No proper basis has been put forward by Mr Faloon for the recall of this judgment, which is yet another attempt in a different form to litigate the same issues that he has been pursuing since 1996. The application is dismissed.

In light of that, not only is the present application not in the public interest, it borders on an abuse of process.

[15] In the result, I consider that the Registrar was right to require the applicants to pay $4,740 by way of security for costs.

Decision

[16] The application for review of the Registrar’s decision declining to waive the payment of security for costs is dismissed.

Solicitors:
Crown Law Office, Wellington for Respondent


[1] A history of the litigation is set out in Faloon v Commissioner of Inland Revenue HC Rotorua CIV-2009-470-319, 21 August 2009 at [8].

[2] Pursuant to the Tax Administration Act 1994, s 89M(11)(b).

[3] Faloon v Commissioner of Inland Revenue HC Rotorua CIV-2009-470-319, 21 August 2009.

[4] At [18].

[5] At [2].

[6] Pursuant to High Court Rules, r 11.9.

[7] Horowhenua County v Nash (No 2) [1968] NZLR 632 (SC) at 633.

[8] Faloon v Commissioner of Inland Revenue HC Rotorua CIV-2009-470-319, 9 September 2009 at [6].

[9] Faloon v Commissioner of Inland Revenue HC Rotorua CIV-2009-470-319, 12 October 2009.

[10] Court of Appeal (Civil) Rules 2005, r 35(2).

[11] Ibid, r 35(3) and (6).

[12] Ibid, r 35(6).

[13] Fava v Zaghloul [2007] NZCA 498 at [9].

[14] Creser v Official Assignee CA196/05, 12 June 2006 at [29].
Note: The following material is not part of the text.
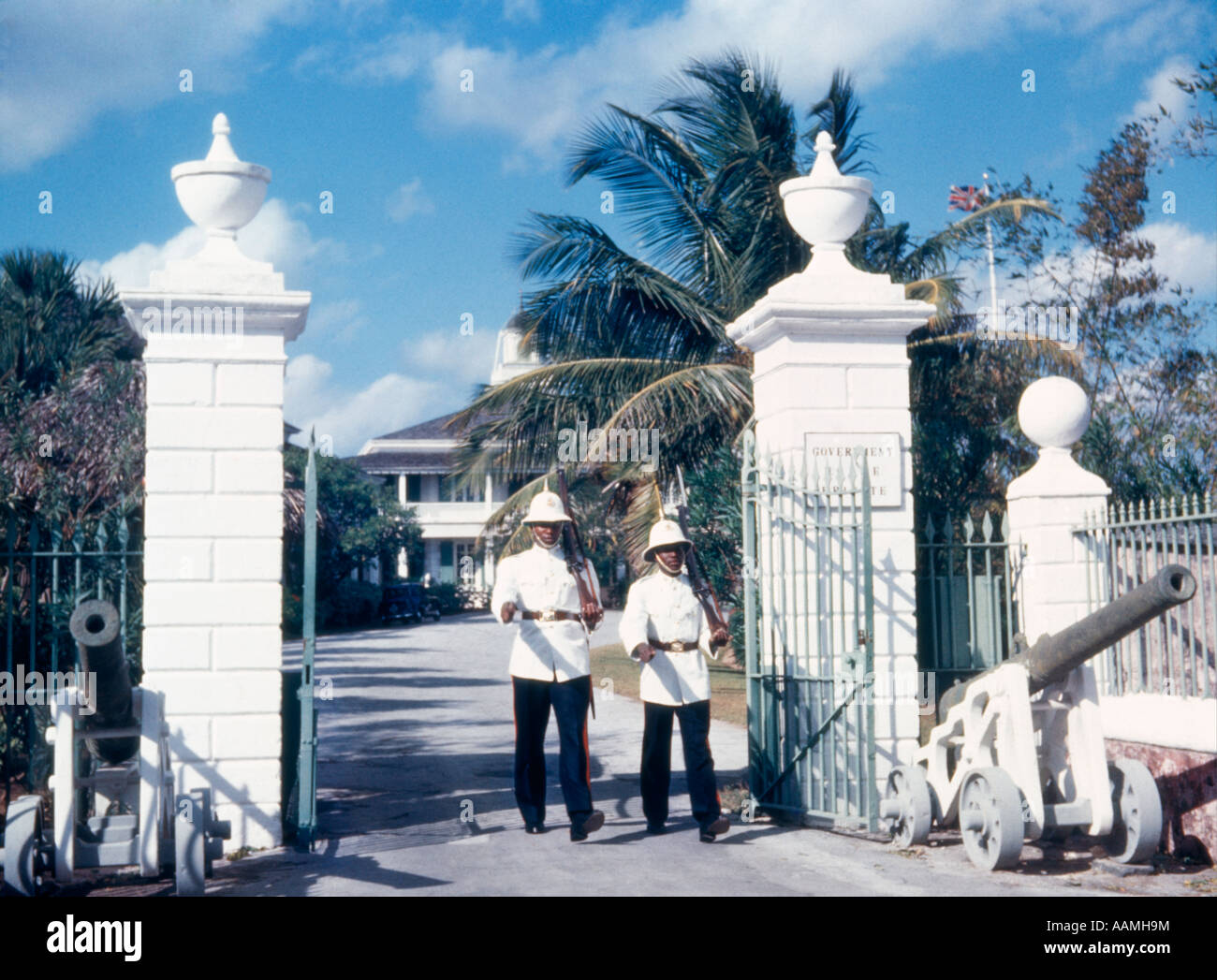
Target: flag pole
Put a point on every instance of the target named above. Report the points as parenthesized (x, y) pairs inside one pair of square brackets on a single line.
[(989, 245)]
[15] Fava v Zaghloul [2007] NZCA 498 at [9]; Easton v Broadcasting Commission [2009] NZCA 252 at [5].

[16] At [2].

[17] Judicature Act 1908, s 66.

[18] Erwood v Maxted (as trustees of the estate of Erwood) [2010] NZCA 93 at [23].

[19] Court of Appeal (Civil) Rules 2005, r 8 allows accidental slips and omissions in judgments to be corrected.

[20] Faloon v Commissioner of Inland Revenue (2006) 22 NZTC 19,832 (HC) at [16].